Carolyn Martin Quartet WHEN: 7 p.m. Thursday, Feb. 16
WHERE: South Broadway Cultural Center, 1025 Broadway SE
HOW MUCH: $15. For reservations call 298-5589 or email inquiry@siliconheights.com or at the door

“That way you can stick something in a Valentine’s card – two tickets to the show,” she said in a phone interview from her home in Nashville, Tenn.

Martin’s ensemble, which plays Western swing and swing, will have at least a few romantic songs on the program. One will be the ballad “The Nearness of You” and another is Hoot Hester’s “Only Time Will Tell,” a new song written in the style of the great ballads of the 1940s, she said.

Martin also will perform a couple of new songs that she’s written – “Wild West Texas Wind” and “Swing On.” They’re on a limited-edition CD titled “Preview.”

“The songs on the limited edition will eventually appear on two CDs that I hope to have out in the spring,” she said.

Among other songs on “Preview” are “Change Your Made-Up Mind” and “Tennessee Local.”

“We’re not sure who wrote ‘Tennessee Local,’ but we heard it on (a recording) of an old radio show of Tennessee Ernie Ford from the 1950s,” Martin said. “We fell in love with it. It’s a song about a slow-moving train. The beat, the lyrics, it’s a happy, good-feeling song. Every time we play it, it makes people smile.”
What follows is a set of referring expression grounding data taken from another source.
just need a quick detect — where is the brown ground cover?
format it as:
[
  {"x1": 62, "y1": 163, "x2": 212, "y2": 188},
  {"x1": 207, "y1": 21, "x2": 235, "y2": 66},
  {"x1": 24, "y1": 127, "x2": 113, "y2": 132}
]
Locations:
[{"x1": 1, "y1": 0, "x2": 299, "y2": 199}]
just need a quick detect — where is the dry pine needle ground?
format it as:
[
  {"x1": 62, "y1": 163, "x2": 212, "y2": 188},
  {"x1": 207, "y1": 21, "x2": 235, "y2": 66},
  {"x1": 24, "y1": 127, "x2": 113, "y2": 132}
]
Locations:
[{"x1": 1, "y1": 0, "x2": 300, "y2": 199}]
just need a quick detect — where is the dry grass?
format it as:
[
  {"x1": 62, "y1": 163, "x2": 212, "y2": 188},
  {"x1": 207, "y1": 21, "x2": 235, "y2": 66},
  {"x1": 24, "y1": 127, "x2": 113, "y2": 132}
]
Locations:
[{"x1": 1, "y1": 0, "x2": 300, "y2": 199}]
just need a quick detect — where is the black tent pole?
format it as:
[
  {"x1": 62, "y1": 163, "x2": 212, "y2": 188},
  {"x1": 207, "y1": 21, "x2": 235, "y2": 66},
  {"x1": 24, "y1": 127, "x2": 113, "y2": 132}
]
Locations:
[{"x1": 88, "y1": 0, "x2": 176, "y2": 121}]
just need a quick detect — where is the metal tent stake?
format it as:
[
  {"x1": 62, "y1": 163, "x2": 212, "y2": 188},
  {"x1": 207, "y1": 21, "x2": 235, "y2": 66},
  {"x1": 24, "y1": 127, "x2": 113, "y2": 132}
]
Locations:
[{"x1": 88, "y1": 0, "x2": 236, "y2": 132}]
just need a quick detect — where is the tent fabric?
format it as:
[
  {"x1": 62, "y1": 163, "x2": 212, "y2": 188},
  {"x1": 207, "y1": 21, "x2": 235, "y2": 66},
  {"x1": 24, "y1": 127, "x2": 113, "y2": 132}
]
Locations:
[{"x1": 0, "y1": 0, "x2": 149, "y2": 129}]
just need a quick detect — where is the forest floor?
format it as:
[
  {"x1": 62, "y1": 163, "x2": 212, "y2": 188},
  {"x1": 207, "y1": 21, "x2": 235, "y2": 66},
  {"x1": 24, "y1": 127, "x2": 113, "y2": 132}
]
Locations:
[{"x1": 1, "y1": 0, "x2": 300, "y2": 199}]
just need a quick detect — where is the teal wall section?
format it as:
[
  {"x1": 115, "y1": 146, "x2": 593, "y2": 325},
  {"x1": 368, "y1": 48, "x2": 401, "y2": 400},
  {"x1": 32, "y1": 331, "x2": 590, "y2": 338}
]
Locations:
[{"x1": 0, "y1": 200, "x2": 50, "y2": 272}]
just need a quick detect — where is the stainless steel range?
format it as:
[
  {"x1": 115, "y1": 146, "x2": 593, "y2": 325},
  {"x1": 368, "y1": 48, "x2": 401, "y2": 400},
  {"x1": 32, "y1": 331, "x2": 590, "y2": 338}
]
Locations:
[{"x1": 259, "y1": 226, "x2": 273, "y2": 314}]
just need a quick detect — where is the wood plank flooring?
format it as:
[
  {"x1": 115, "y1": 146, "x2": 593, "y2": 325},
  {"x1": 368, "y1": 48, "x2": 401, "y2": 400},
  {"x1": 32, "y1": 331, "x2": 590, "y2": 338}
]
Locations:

She said “Change Your Made-Up Mind” was composed by Chris Scruggs, the grandson of famous bluegrass banjo player Earl Scruggs.

“Like any song that attracts me, it makes me want to learn it,” Martin said. “The lyrical content is important. Music for me is a very emotional thing. … And the whole thing about Western swing music is that it puts a smile on your face. It’s impossible to be in a bad mood after listening to this music. That’s what it was designed to do.”

Ultimately, swing is dance music, but there’s no requirement that you have to dance to it, she said.

Her CD “Cookin’ with Carolyn” was voted the Western Swing Album of the Year by the Western Music Association last year.

Performing with Martin will be her husband, Dave Martin, on bass, Tommy Wells on drums and Eric Lewis on nonpedal steel guitar.